I agree we should put the word out of business. I've been reading up on some of the military training camps in 1941, and one officer had a reputation for not allowing the word to be used by any white person talking to a black person, or by any black person talking to another black person, even for fun. I've heard high school tour groups at the Schomburg Center emphatically told by a tour guide that it is NEVER OK to use the word. But she did pronounce it to tell them so.

Dog Scoop shouldn't use it either.

Bartender Cabbie said...

Anyone who is in the business of educatin the younguns needs to abstain from Facebook, My Space, etc.
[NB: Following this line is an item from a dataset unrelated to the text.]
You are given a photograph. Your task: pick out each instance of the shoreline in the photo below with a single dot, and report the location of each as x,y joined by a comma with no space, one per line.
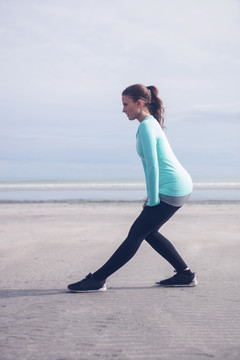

If one blogs then they need to do it in stealth mode.

Siarlys Jenkins said...

I don't know... Gary teaches at a publicly funded university, and he speaks in his own name. I use a family name and a foreign analog because I don't want the whole cyber world to come crashing into my personal life, although most of my friends know my nom de plume. I would say this teacher has a sound case if they try to retaliate against him for his free speech.

Bartender Cabbie said...

The teacher probably would have a good case but who needs all that drama. Stealth mode is better for those employed in a public school (k-12) setting.

Siarlys Jenkins said...

Stealth mode has its advantages. But if the internet is moving in the direction envisioned by Arthur C. Clarke, where the whole world population could some day have on line discussion and debate on global political issues, then vote on them, it is going to be a problem if employers can coerce your civic participation like that. It goes back to when the secret ballot was instituted, because powerful and wealthy men could take down names when votes were cast publicly. Only now, part of the civic participation WILL be publicly available. This might be worth drawing a line in the sane and fighting over. We can all get together long enough to suppress a little political correctness here.